El Nuevo Herald reproduce ayer una exacta nota de Osvaldo Álvarez Paz. Éste, fundador y presidente del Partido Alianza Popular, denuncia la vergonzosa rapacidad del régimen chavista y formula un diagnóstico preciso sobre la sociedad venezolana. Dice, como todo el mundo sabe, que los venezolanos detestan el comunismo tanto como reivindican la propiedad privada. Que consideran a ésta (como si hubieran releído al propio John Locke) como un derecho humano fundamental. Y a partir de ello explica el desmoronamiento de la popularidad de Chávez.
El informe de Transparencia Internacional expone algunos datos interesantes: Chile es el país con menor corrupción en América Latina, situándose por delante de España (en el puesto 21). Venezuela, Paraguay y Haití son los más corruptos de la región (130, 144 y 155 respectivamente); e Islandia el menos corrupto del mundo. En medio, países como Argentina, Méjico y Perú cuyos desempeños perjudican su credibilidad política. El informe afirma en sus conclusiones –finalmente- que pobreza y corrupción son fenómenos que se retroalimentan perjudicialmente.
Volviendo a Venezuela, Álvarez Paz afirma que el régimen de Chávez es el más corrupto de todos. La hemorragia de dólares producida por el petróleo sirve al populista para fomentar el asistencialismo y atacar a la propiedad privada. Para desalentar los últimos vestigios de una debilitada economía. Como siempre ocurrirá, sólo los grandes podrán sortear el problema. Pero el mercado, la inmensa cantidad de consumidores, caerá en la trampa intervencionista.

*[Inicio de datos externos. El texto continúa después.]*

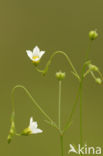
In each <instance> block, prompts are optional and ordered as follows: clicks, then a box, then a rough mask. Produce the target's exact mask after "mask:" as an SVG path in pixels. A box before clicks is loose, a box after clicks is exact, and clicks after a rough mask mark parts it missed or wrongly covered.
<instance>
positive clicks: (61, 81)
mask: <svg viewBox="0 0 103 156" xmlns="http://www.w3.org/2000/svg"><path fill="white" fill-rule="evenodd" d="M61 84H62V81H59V105H58V127H59V129H60V130H61Z"/></svg>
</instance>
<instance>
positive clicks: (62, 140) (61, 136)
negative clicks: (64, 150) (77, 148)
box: [60, 135, 64, 156]
mask: <svg viewBox="0 0 103 156" xmlns="http://www.w3.org/2000/svg"><path fill="white" fill-rule="evenodd" d="M60 143H61V156H64V147H63V135H60Z"/></svg>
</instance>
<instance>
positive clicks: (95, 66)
mask: <svg viewBox="0 0 103 156" xmlns="http://www.w3.org/2000/svg"><path fill="white" fill-rule="evenodd" d="M88 66H89V69H90V70H91V71H98V67H97V66H95V65H93V64H89V65H88Z"/></svg>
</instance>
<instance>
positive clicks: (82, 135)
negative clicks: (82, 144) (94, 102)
mask: <svg viewBox="0 0 103 156" xmlns="http://www.w3.org/2000/svg"><path fill="white" fill-rule="evenodd" d="M82 89H83V79H82V81H81V82H80V145H81V146H82V144H83V130H82Z"/></svg>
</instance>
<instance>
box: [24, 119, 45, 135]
mask: <svg viewBox="0 0 103 156" xmlns="http://www.w3.org/2000/svg"><path fill="white" fill-rule="evenodd" d="M37 127H38V124H37V122H34V121H33V118H32V117H31V118H30V124H29V127H28V128H26V129H24V130H23V132H22V135H25V136H26V135H30V134H37V133H42V132H43V131H42V130H41V129H39V128H37Z"/></svg>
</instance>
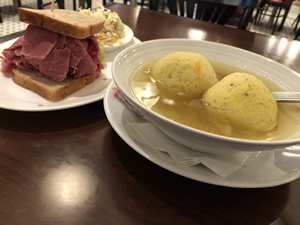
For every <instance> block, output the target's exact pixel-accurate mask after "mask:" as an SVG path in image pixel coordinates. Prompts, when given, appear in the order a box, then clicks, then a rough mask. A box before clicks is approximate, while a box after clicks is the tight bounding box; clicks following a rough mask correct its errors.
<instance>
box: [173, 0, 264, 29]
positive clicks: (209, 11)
mask: <svg viewBox="0 0 300 225" xmlns="http://www.w3.org/2000/svg"><path fill="white" fill-rule="evenodd" d="M258 3H259V0H168V7H169V10H170V13H171V14H174V15H178V14H179V15H180V16H186V17H189V18H193V19H200V20H203V21H207V22H212V23H218V24H221V25H224V24H226V22H227V21H228V20H229V19H230V17H231V16H232V15H234V13H235V11H236V10H237V8H241V7H242V9H243V12H242V13H241V15H240V17H241V18H240V24H238V25H237V27H238V28H240V29H246V27H247V24H248V22H249V20H250V19H251V16H252V12H253V10H254V8H255V7H256V6H257V5H258ZM185 4H186V7H184V5H185ZM177 5H178V6H179V9H178V8H177Z"/></svg>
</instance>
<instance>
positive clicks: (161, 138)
mask: <svg viewBox="0 0 300 225" xmlns="http://www.w3.org/2000/svg"><path fill="white" fill-rule="evenodd" d="M127 126H128V127H129V129H127V130H128V131H130V132H129V135H130V137H131V138H133V139H134V140H135V141H138V142H139V143H142V144H146V145H148V146H151V147H152V148H153V149H155V150H157V151H161V152H165V153H168V154H169V155H170V156H171V157H172V158H173V159H174V160H176V161H177V162H180V163H183V164H185V165H187V166H194V165H197V164H200V163H202V164H203V165H204V166H206V167H207V168H209V169H210V170H211V171H213V172H214V173H216V174H217V175H219V176H222V177H227V176H229V175H230V174H232V173H234V172H235V171H237V170H238V169H240V168H241V167H243V166H244V165H245V164H246V162H249V160H250V159H251V158H252V157H251V155H252V156H253V154H257V153H250V152H235V153H227V154H207V153H201V152H199V151H195V150H192V149H190V148H187V147H185V146H183V145H180V144H178V143H177V142H175V141H173V140H172V139H171V138H169V137H168V136H166V135H165V134H164V133H163V132H161V131H160V130H159V129H158V128H156V127H154V126H153V125H152V124H151V123H148V122H141V123H130V122H128V124H127ZM130 128H131V129H130Z"/></svg>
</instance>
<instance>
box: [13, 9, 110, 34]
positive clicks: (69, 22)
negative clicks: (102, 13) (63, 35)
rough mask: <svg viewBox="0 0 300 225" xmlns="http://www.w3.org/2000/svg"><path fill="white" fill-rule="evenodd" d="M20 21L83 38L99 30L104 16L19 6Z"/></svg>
mask: <svg viewBox="0 0 300 225" xmlns="http://www.w3.org/2000/svg"><path fill="white" fill-rule="evenodd" d="M19 17H20V21H22V22H24V23H28V24H32V25H35V26H39V27H43V28H45V29H48V30H51V31H54V32H57V33H60V34H63V35H66V36H69V37H73V38H78V39H85V38H87V37H89V36H91V35H93V34H96V33H98V32H100V31H101V30H102V28H103V25H104V22H105V18H104V16H103V15H87V14H85V13H80V12H77V11H71V10H64V9H54V10H53V11H51V10H50V9H28V8H21V7H20V8H19Z"/></svg>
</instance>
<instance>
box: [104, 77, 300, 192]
mask: <svg viewBox="0 0 300 225" xmlns="http://www.w3.org/2000/svg"><path fill="white" fill-rule="evenodd" d="M114 87H116V86H115V84H114V83H113V82H112V83H111V84H110V86H109V87H108V88H107V92H106V94H105V96H104V108H105V113H106V116H107V118H108V120H109V122H110V124H111V125H112V127H113V129H114V130H115V131H116V132H117V133H118V135H119V136H120V137H121V138H122V139H123V140H124V141H125V142H126V143H127V144H128V145H129V146H130V147H131V148H133V149H134V150H135V151H137V152H138V153H140V154H141V155H142V156H144V157H145V158H146V159H148V160H150V161H152V162H153V163H155V164H157V165H159V166H161V167H163V168H165V169H167V170H169V171H172V172H174V173H176V174H179V175H182V176H184V177H187V178H190V179H194V180H197V181H201V182H205V183H209V184H215V185H220V186H227V187H239V188H261V187H272V186H277V185H281V184H284V183H288V182H291V181H293V180H295V179H297V178H299V177H300V146H299V147H297V148H296V147H294V149H292V150H291V149H290V150H288V149H279V150H274V151H266V152H262V153H261V154H260V155H259V157H257V159H255V160H253V161H252V163H251V164H250V165H248V166H247V167H243V168H241V169H239V170H238V171H237V172H235V173H233V174H231V175H230V176H228V177H226V178H223V177H220V176H218V175H216V174H215V173H213V172H212V171H211V170H209V169H207V168H206V167H204V166H202V165H197V166H193V167H189V166H185V165H183V164H181V163H178V162H176V161H175V160H173V159H172V158H170V157H169V156H168V155H166V154H164V153H161V152H158V151H156V150H154V149H152V148H151V146H149V145H147V144H143V141H142V140H141V141H135V140H134V139H132V138H131V137H130V135H129V132H128V129H129V128H128V126H126V125H125V124H127V122H128V121H129V122H132V123H134V122H140V121H141V120H142V119H141V118H140V117H139V116H138V115H137V114H136V113H135V112H133V111H132V110H130V109H128V107H126V106H125V105H124V104H123V102H122V101H121V100H120V99H119V98H117V97H115V95H114V92H115V91H114V90H113V88H114ZM150 135H151V134H150ZM135 138H136V137H135Z"/></svg>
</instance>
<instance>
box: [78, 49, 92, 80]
mask: <svg viewBox="0 0 300 225" xmlns="http://www.w3.org/2000/svg"><path fill="white" fill-rule="evenodd" d="M96 71H97V64H95V61H94V59H93V58H92V57H91V56H90V55H89V54H85V56H84V57H83V59H82V60H81V61H80V63H79V65H78V70H77V73H76V75H75V77H76V78H78V77H81V76H83V75H86V74H94V73H95V72H96Z"/></svg>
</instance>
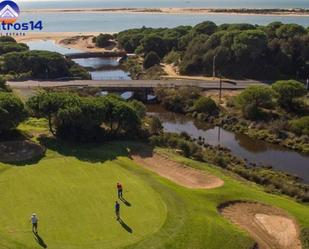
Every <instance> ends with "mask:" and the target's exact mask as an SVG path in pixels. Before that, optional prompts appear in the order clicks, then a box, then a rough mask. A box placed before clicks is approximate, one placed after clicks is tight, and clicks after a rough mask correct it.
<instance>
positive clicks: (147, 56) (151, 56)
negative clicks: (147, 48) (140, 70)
mask: <svg viewBox="0 0 309 249" xmlns="http://www.w3.org/2000/svg"><path fill="white" fill-rule="evenodd" d="M159 64H160V57H159V56H158V54H157V53H156V52H149V53H148V54H147V55H146V56H145V60H144V68H145V69H148V68H150V67H153V66H154V65H159Z"/></svg>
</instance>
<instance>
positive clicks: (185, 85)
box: [8, 80, 264, 89]
mask: <svg viewBox="0 0 309 249" xmlns="http://www.w3.org/2000/svg"><path fill="white" fill-rule="evenodd" d="M234 82H235V83H236V84H235V85H233V84H228V83H226V82H223V83H222V88H223V89H244V88H246V87H248V86H250V85H261V84H264V83H262V82H258V81H250V80H239V81H234ZM8 85H9V86H11V87H12V88H38V87H65V86H77V87H78V86H79V87H82V86H89V87H102V88H131V89H134V88H155V87H159V86H161V87H174V86H195V87H200V88H204V89H219V82H218V81H211V80H209V81H206V80H72V81H33V80H30V81H20V82H17V81H10V82H8Z"/></svg>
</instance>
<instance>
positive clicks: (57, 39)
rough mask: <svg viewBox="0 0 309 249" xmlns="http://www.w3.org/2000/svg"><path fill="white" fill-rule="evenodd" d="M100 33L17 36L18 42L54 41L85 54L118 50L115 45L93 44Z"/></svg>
mask: <svg viewBox="0 0 309 249" xmlns="http://www.w3.org/2000/svg"><path fill="white" fill-rule="evenodd" d="M99 34H100V32H40V33H34V32H33V33H27V34H26V35H25V36H17V37H15V39H16V40H17V41H18V42H23V43H27V42H29V41H36V40H44V41H46V40H53V41H55V43H56V44H59V45H61V46H63V47H67V48H74V49H78V50H82V51H85V52H104V51H115V50H117V48H116V46H115V45H112V46H110V47H106V48H98V47H96V46H95V44H94V43H93V41H92V39H93V37H95V36H97V35H99Z"/></svg>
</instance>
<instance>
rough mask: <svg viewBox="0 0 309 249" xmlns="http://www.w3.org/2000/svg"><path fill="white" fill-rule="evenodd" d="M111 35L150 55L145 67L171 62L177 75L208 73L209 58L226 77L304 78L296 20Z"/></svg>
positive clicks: (308, 60) (135, 48)
mask: <svg viewBox="0 0 309 249" xmlns="http://www.w3.org/2000/svg"><path fill="white" fill-rule="evenodd" d="M116 37H117V40H118V42H119V44H120V46H121V47H122V48H123V49H125V50H126V51H127V52H129V53H133V52H134V53H137V54H141V55H143V56H144V58H145V59H146V58H147V57H149V56H148V54H150V53H151V60H148V58H147V67H149V66H152V65H155V64H158V63H159V61H160V60H161V61H162V60H163V61H165V60H169V61H171V60H172V62H173V63H175V64H177V65H179V69H180V73H181V74H188V75H194V74H206V75H211V74H212V72H213V63H214V62H215V65H216V71H217V72H216V73H218V74H222V75H223V76H226V77H251V78H256V79H285V78H299V79H300V78H302V79H304V78H307V77H308V74H309V63H308V62H309V34H308V29H305V28H304V27H303V26H300V25H297V24H283V23H281V22H273V23H270V24H268V25H267V26H259V25H251V24H245V23H244V24H222V25H220V26H217V25H216V24H215V23H213V22H210V21H206V22H203V23H200V24H198V25H196V26H194V27H191V26H179V27H176V28H172V29H168V28H159V29H153V28H146V27H142V28H140V29H130V30H126V31H123V32H120V33H118V34H117V36H116ZM155 55H156V56H155ZM158 58H159V61H158ZM173 59H174V61H173Z"/></svg>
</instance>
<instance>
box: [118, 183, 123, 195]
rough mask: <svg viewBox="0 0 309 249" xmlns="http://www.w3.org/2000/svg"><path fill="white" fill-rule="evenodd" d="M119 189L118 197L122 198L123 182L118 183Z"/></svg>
mask: <svg viewBox="0 0 309 249" xmlns="http://www.w3.org/2000/svg"><path fill="white" fill-rule="evenodd" d="M117 190H118V198H119V199H120V198H122V190H123V189H122V185H121V183H119V182H118V183H117Z"/></svg>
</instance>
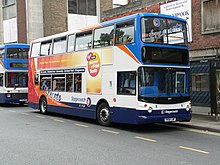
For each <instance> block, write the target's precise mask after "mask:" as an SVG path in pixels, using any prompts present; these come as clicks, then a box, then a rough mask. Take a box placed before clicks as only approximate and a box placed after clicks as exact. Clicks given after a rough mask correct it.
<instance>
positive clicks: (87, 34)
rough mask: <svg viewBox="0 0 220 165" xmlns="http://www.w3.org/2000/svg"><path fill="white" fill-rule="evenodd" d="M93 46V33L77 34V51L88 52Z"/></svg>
mask: <svg viewBox="0 0 220 165" xmlns="http://www.w3.org/2000/svg"><path fill="white" fill-rule="evenodd" d="M91 46H92V31H87V32H84V33H78V34H76V47H75V50H76V51H80V50H87V49H90V48H91Z"/></svg>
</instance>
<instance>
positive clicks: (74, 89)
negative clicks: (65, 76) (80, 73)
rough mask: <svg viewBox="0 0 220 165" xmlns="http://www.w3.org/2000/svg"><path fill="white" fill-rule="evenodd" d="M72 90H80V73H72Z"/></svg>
mask: <svg viewBox="0 0 220 165" xmlns="http://www.w3.org/2000/svg"><path fill="white" fill-rule="evenodd" d="M74 92H77V93H81V92H82V74H74Z"/></svg>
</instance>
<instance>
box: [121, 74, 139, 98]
mask: <svg viewBox="0 0 220 165" xmlns="http://www.w3.org/2000/svg"><path fill="white" fill-rule="evenodd" d="M135 75H136V72H135V71H133V72H118V83H117V87H118V88H117V93H118V94H122V95H134V94H136V76H135Z"/></svg>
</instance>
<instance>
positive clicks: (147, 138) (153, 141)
mask: <svg viewBox="0 0 220 165" xmlns="http://www.w3.org/2000/svg"><path fill="white" fill-rule="evenodd" d="M135 138H136V139H140V140H145V141H149V142H154V143H155V142H157V141H156V140H153V139H149V138H144V137H140V136H135Z"/></svg>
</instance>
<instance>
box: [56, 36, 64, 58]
mask: <svg viewBox="0 0 220 165" xmlns="http://www.w3.org/2000/svg"><path fill="white" fill-rule="evenodd" d="M66 44H67V43H66V36H65V37H61V38H56V39H54V44H53V54H59V53H65V52H66Z"/></svg>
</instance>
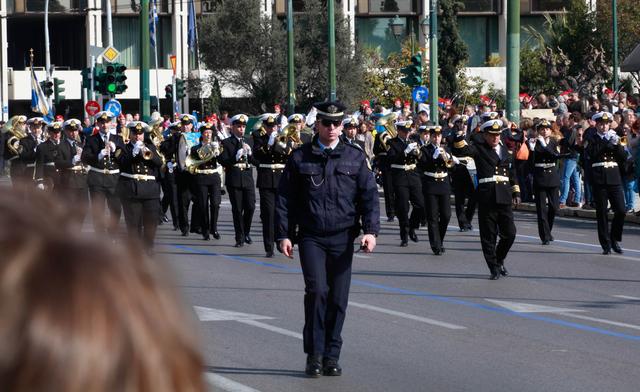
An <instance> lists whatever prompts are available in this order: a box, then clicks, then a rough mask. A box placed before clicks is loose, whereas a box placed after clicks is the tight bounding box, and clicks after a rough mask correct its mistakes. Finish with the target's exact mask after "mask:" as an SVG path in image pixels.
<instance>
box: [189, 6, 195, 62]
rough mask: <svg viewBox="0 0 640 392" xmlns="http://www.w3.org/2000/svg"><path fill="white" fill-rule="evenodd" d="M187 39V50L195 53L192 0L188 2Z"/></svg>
mask: <svg viewBox="0 0 640 392" xmlns="http://www.w3.org/2000/svg"><path fill="white" fill-rule="evenodd" d="M187 26H188V27H187V28H188V34H189V35H188V38H189V48H190V49H191V51H192V52H194V53H195V51H196V6H195V5H194V4H193V0H189V14H188V25H187Z"/></svg>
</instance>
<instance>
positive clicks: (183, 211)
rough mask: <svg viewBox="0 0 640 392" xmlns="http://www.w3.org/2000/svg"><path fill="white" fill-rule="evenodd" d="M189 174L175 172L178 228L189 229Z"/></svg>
mask: <svg viewBox="0 0 640 392" xmlns="http://www.w3.org/2000/svg"><path fill="white" fill-rule="evenodd" d="M190 187H191V174H189V173H184V172H181V173H176V188H177V189H176V192H177V196H178V223H179V225H180V230H181V231H182V232H183V233H185V232H188V231H189V204H190V203H191V192H190Z"/></svg>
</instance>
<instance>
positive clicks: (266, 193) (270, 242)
mask: <svg viewBox="0 0 640 392" xmlns="http://www.w3.org/2000/svg"><path fill="white" fill-rule="evenodd" d="M258 191H259V192H260V220H261V221H262V241H263V242H264V250H265V252H273V244H274V243H275V232H276V218H275V213H276V195H277V191H278V190H277V189H275V188H258Z"/></svg>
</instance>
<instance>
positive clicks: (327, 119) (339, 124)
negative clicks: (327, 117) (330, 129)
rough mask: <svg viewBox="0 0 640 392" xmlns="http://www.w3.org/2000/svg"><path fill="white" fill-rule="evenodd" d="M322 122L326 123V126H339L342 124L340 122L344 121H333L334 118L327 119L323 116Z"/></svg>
mask: <svg viewBox="0 0 640 392" xmlns="http://www.w3.org/2000/svg"><path fill="white" fill-rule="evenodd" d="M320 123H321V124H322V125H324V126H325V127H330V126H332V125H333V126H334V127H338V126H340V124H342V121H340V120H335V121H333V120H328V119H326V118H323V119H322V120H320Z"/></svg>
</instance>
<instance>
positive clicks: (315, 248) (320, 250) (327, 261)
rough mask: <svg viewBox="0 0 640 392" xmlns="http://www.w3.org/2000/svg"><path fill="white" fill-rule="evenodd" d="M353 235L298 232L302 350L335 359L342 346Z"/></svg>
mask: <svg viewBox="0 0 640 392" xmlns="http://www.w3.org/2000/svg"><path fill="white" fill-rule="evenodd" d="M353 240H354V236H353V235H352V233H350V232H349V230H345V231H341V232H338V233H334V234H329V235H306V234H305V233H302V234H301V238H300V242H299V246H300V263H301V265H302V273H303V275H304V283H305V295H304V316H305V317H304V320H305V322H304V330H303V338H304V352H305V353H307V354H312V355H323V356H324V357H325V358H334V359H338V358H339V357H340V349H341V347H342V337H341V336H340V333H341V332H342V326H343V324H344V318H345V313H346V310H347V303H348V301H349V285H350V284H351V262H352V260H353Z"/></svg>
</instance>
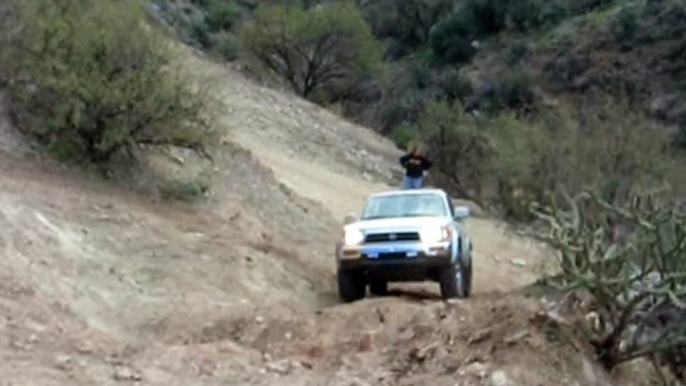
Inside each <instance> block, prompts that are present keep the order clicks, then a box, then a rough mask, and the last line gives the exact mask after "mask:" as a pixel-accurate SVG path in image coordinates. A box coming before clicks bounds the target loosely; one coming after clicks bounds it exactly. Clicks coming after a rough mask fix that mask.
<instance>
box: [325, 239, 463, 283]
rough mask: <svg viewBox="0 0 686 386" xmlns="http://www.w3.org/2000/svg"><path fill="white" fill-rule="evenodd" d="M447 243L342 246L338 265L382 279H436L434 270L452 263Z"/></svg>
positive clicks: (400, 243)
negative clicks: (353, 246) (354, 246)
mask: <svg viewBox="0 0 686 386" xmlns="http://www.w3.org/2000/svg"><path fill="white" fill-rule="evenodd" d="M450 252H451V248H450V243H447V242H446V243H438V244H433V245H425V244H422V243H380V244H373V245H369V244H367V245H363V246H358V247H342V248H340V249H339V251H338V268H339V269H341V270H357V271H360V272H361V273H362V274H364V275H365V276H367V277H368V278H369V279H378V280H384V281H422V280H427V279H429V280H437V277H438V272H439V271H440V270H441V269H442V268H445V267H448V266H450V265H451V264H452V258H451V253H450Z"/></svg>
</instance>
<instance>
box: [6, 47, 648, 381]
mask: <svg viewBox="0 0 686 386" xmlns="http://www.w3.org/2000/svg"><path fill="white" fill-rule="evenodd" d="M189 58H190V60H191V62H192V64H193V69H194V71H196V72H198V73H201V74H209V75H211V76H213V81H214V83H215V86H216V87H217V89H218V90H219V91H220V92H219V94H218V95H219V96H220V97H221V99H222V100H223V101H224V103H225V105H226V107H227V108H226V111H225V112H224V115H223V116H222V121H223V122H224V123H226V124H230V125H231V127H232V128H233V132H232V133H231V135H229V136H228V137H227V138H226V141H227V145H226V146H225V149H223V151H222V152H221V153H220V154H219V155H218V157H217V165H216V167H217V170H218V171H219V180H218V183H217V185H216V187H215V189H214V192H213V195H212V197H211V198H210V199H208V200H207V201H205V202H201V203H197V204H186V203H170V202H159V201H158V200H156V199H153V198H148V197H142V196H139V195H136V194H134V193H132V192H128V191H125V190H123V189H119V188H116V187H113V186H112V185H110V184H108V183H106V182H103V181H101V180H99V179H95V178H94V179H89V178H87V177H83V176H78V175H77V174H75V173H72V172H70V171H66V170H63V169H62V168H60V167H57V166H55V165H52V164H50V163H48V164H45V165H42V164H40V163H38V162H37V161H31V160H28V159H27V158H22V157H17V156H16V154H14V153H13V151H12V146H9V147H0V254H1V256H0V257H1V258H0V358H1V359H2V360H0V380H2V382H0V384H3V382H4V383H7V384H8V385H9V384H12V385H60V386H66V385H69V386H72V385H93V384H98V385H122V384H140V385H160V386H162V385H165V386H177V385H178V386H181V385H183V386H187V385H219V384H221V385H241V386H242V385H265V386H267V385H269V386H272V385H273V386H276V385H284V384H286V385H290V386H310V385H311V386H351V385H360V386H362V385H389V386H390V385H413V384H432V385H437V386H444V385H445V386H455V385H465V386H466V385H493V384H508V385H512V386H516V385H549V384H555V385H569V386H573V385H574V386H575V385H580V384H583V385H598V386H600V385H608V384H609V382H610V381H609V380H608V378H607V376H606V375H605V374H603V373H602V371H599V370H598V369H597V367H596V366H595V365H593V364H592V363H591V362H589V361H588V360H587V359H586V356H585V355H583V354H582V353H581V352H580V350H581V349H579V348H576V346H573V345H571V344H569V343H565V342H563V341H560V340H557V339H554V338H551V337H550V336H549V335H550V331H551V330H550V327H546V326H542V325H541V322H540V320H538V319H537V317H536V315H539V313H540V312H541V311H546V310H545V307H546V306H545V304H543V303H541V302H540V301H538V299H536V298H528V297H526V296H524V295H523V294H521V293H518V289H519V288H520V287H522V286H524V285H527V284H530V283H531V282H532V281H533V280H535V279H536V278H537V276H538V271H539V268H540V264H541V263H542V262H544V261H545V260H546V256H547V255H546V254H545V253H544V252H545V251H544V250H542V249H541V248H540V247H539V246H537V245H536V244H535V243H532V242H530V241H528V240H527V239H524V238H521V237H518V236H515V235H513V234H512V233H511V232H509V231H506V230H505V228H504V226H503V225H502V224H501V223H500V222H498V221H496V220H492V219H487V218H472V219H470V220H468V228H469V231H470V233H471V236H472V238H473V239H474V245H475V259H476V260H475V266H474V273H475V280H474V284H475V287H476V288H475V289H476V293H475V295H474V297H473V298H471V299H469V300H464V301H460V300H457V301H451V302H443V301H441V300H440V299H439V298H438V296H437V292H438V291H437V286H435V285H418V286H400V287H399V288H400V289H401V290H400V291H396V292H394V293H393V294H392V296H390V297H387V298H368V299H364V300H363V301H360V302H356V303H354V304H339V303H338V302H337V301H336V298H335V286H334V283H335V280H334V267H335V264H334V260H333V256H332V253H333V241H334V240H335V237H338V235H339V231H340V229H339V226H340V219H341V217H342V216H343V215H344V214H345V213H347V212H349V211H359V209H360V206H361V205H362V202H363V201H364V199H365V198H366V196H367V195H368V194H369V193H371V192H374V191H378V190H383V189H389V188H391V186H389V185H388V184H389V183H392V182H393V181H395V180H394V173H395V172H396V171H397V169H396V171H394V169H395V168H397V166H396V164H397V156H398V154H399V153H400V152H399V151H398V150H397V149H395V148H394V147H393V146H392V145H391V144H390V143H389V142H388V141H387V140H385V139H383V138H381V137H379V136H377V135H375V134H373V133H371V132H370V131H368V130H365V129H363V128H360V127H357V126H354V125H351V124H349V123H346V122H343V121H342V120H340V119H339V118H338V117H336V116H335V115H333V114H331V113H328V112H325V111H322V110H321V109H319V108H317V107H316V106H313V105H311V104H309V103H307V102H303V101H300V100H298V99H296V98H293V97H292V96H289V95H287V94H281V93H279V92H276V91H272V90H268V89H265V88H262V87H259V86H256V85H254V84H252V83H250V82H248V81H247V80H245V79H243V78H242V77H241V76H240V75H238V74H237V73H235V72H233V71H232V70H229V69H227V68H225V67H222V66H219V65H216V64H212V63H209V62H206V61H204V60H202V59H198V58H196V57H189ZM0 104H1V103H0ZM2 122H3V121H2V117H0V125H3V124H2ZM5 128H7V126H6V125H5ZM2 133H3V131H0V137H2V136H3V134H2ZM1 139H2V138H0V142H2V140H1ZM12 140H15V139H14V138H13V139H12ZM5 143H9V142H5ZM3 152H4V153H3ZM8 152H9V153H12V154H14V155H4V154H5V153H8ZM503 379H505V381H503ZM496 381H498V382H500V383H496ZM625 384H626V383H625ZM634 384H635V385H638V384H639V383H634Z"/></svg>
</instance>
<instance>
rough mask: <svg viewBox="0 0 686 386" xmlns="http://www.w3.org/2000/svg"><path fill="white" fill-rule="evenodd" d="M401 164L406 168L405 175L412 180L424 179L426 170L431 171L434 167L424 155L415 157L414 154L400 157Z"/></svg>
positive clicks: (419, 155)
mask: <svg viewBox="0 0 686 386" xmlns="http://www.w3.org/2000/svg"><path fill="white" fill-rule="evenodd" d="M400 164H401V165H402V166H403V167H404V168H405V175H406V176H407V177H411V178H417V177H422V176H423V175H424V171H425V170H429V169H430V168H431V166H432V163H431V161H429V160H428V159H426V158H425V157H424V156H422V155H418V156H417V155H414V154H412V153H409V154H406V155H404V156H402V157H400Z"/></svg>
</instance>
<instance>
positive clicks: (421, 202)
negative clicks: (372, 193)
mask: <svg viewBox="0 0 686 386" xmlns="http://www.w3.org/2000/svg"><path fill="white" fill-rule="evenodd" d="M447 214H448V213H446V206H445V201H444V198H443V196H441V195H438V194H432V193H427V194H394V195H389V196H377V197H372V198H371V199H370V200H369V201H368V202H367V205H365V208H364V210H363V211H362V216H361V219H362V220H372V219H380V218H394V217H424V216H429V217H443V216H446V215H447Z"/></svg>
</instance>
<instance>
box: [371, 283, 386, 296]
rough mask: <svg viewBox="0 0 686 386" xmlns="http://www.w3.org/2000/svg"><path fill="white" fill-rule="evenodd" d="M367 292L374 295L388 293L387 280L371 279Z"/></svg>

En otra nota publicada por Exterior antes de ayer, dábamos cuenta de la inaudita salida de capital que se está produciendo en Venezuela desde 1999. Concretamente, más de 45.000 millones de dólares salieron disparados de las cuentas nacionales para instalarse en lugares más seguros. Y según pudo conocer Diario Exterior por fuentes propias, el traspaso de fondos que ordenó Chávez, desde los Estados Unidos a Europa, produjo a la sociedad venezolana una pérdida multimillonaria sólo en la transacción.
Por ello es que el pueblo venezolano debe estar preocupado. No por los humos ideologistas de un líder de barricadas; no por su inexpresable incomprensión de los tiempos que corren; sino por el tremendo daño que la falta de racionalidad y sensatez está produciendo al conjunto de la sociedad. Una sociedad que no resignará sus derechos, aún ante la más absurda obstinación autoritaria de su líder.